Entangled art

©Angela Porter 2019

I found this lovely quote a couple of days ago and knew I wanted to add entangled patterns around it.

About the art.

Rather than hand letter, I decided to print the quote by J.M. Storm out, along with the outlines to the boxes. I do very much like a well defined space to work within. I know I’ve done art where I’ve left an organic, uneven edge in the past, but I still like those clear boundaries.

To draw the patterns I used a Sheaffer fountain pen along with 06 and 04 Pigma Sensei pens from Sakura. The 06 led to me using some heavy lines to define the patterns and sections, something I’ve not often done for a very, very long time and I find it pleasing. Again, clear boundaries. I also like when art like this is coloured; it looks like stained glass and I love stained glass.

I may spend time colouring this today. I woke with a terrific headache this morning. Although it’s mostly passed, thanks to some Anadin Extras and copious quantities of tea, I still feel kind of spacey and tired and not able to focus much.

Why I like this quote.

She is a beautiful piece of broken pottery, put back together by her own hands. And a critical world judges her cracks while missing the beauty of how she made herself whole again.
J.M. Storm

I like it because it almost perfectly describes how I think about what is happening to me during therapy, about my journey to recovery.

The traumas of my life, right from a very young age, left me cracked and over time those cracks led to my mental health and emotional health breaking into pieces.

I’m the one who has to put the pieces back together, however I don’t have the skills and tools to do that. That’s where my therapist, my counsellor comes in. EMDR therapy helps to reprocess the traumas that led to me developing cPTSD and helps me to change the old, unhealthy, harmful thoughts and behaviours that I have into healthy thoughts and behaviours. My therapist helps me learn the tools I need to do this as well as to be more resilient as my life progresses, and so much more I’m sure.
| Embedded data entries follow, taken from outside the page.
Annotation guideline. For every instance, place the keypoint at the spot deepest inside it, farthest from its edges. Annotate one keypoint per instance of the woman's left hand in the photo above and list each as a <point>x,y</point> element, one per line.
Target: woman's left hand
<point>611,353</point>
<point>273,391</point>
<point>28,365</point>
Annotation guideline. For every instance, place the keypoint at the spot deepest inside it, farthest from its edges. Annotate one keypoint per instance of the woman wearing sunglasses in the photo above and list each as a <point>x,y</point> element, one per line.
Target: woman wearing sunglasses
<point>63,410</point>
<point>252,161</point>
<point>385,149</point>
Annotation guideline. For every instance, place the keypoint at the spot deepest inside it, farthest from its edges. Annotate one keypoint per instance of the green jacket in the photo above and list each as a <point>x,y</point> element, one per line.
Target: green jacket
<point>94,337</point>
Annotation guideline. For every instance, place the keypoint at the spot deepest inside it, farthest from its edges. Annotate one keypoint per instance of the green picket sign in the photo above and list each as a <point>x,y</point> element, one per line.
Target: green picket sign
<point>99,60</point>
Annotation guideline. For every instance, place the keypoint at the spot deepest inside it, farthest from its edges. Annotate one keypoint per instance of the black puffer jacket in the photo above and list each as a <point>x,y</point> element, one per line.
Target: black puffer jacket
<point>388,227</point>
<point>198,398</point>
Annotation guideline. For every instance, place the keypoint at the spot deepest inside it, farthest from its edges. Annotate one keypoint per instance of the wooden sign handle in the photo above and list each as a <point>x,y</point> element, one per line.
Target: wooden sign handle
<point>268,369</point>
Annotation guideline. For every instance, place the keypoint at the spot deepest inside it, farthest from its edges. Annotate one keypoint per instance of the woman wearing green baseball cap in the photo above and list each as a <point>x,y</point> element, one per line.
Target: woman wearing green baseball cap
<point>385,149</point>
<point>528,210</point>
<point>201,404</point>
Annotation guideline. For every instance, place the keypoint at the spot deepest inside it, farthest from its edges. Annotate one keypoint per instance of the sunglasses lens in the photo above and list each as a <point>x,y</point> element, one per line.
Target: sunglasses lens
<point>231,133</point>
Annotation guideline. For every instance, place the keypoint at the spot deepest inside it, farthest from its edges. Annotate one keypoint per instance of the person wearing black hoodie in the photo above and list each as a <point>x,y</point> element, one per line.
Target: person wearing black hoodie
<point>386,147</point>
I don’t know if it’s possible to make myself whole. My aim, though, is to be whole enough to have a life where I can do what I currently am unable to do – set healthy boundaries, be confident in myself, be less scared of the world around me, and so on.

I’ll always have cracks – evidence of the life I have led – but I want those cracks to be filled with gold or silver or copper so that they are things of beauty in themselves. They are evidence of where I’ve come from and what has led me to be the person I am.

I’m well aware that as I heal I won’t be quite the same person I was and many people won’t be happy about that. But those are the people who have wanted me to fit into their image of how they have thought I should be for their own ends, not least of which is my narcissistic mother.

No doubt my becoming the person I was meant to be, a mentally and emotionally healthy, resilient, self-aware, self-compassionate woman would be a source of great criticism for those who don’t like the changes in me as I heal the mental and emotional wounds.

Part of the process is learning from the past and freeing myself from the limitations placed upon me in the past by others with their own agenda, whether conscious or unconscious.

I’m sure there’s a lot more reasons why I like this quote, but the fluff-filled post-headache spaced out mind just can’t focus just now.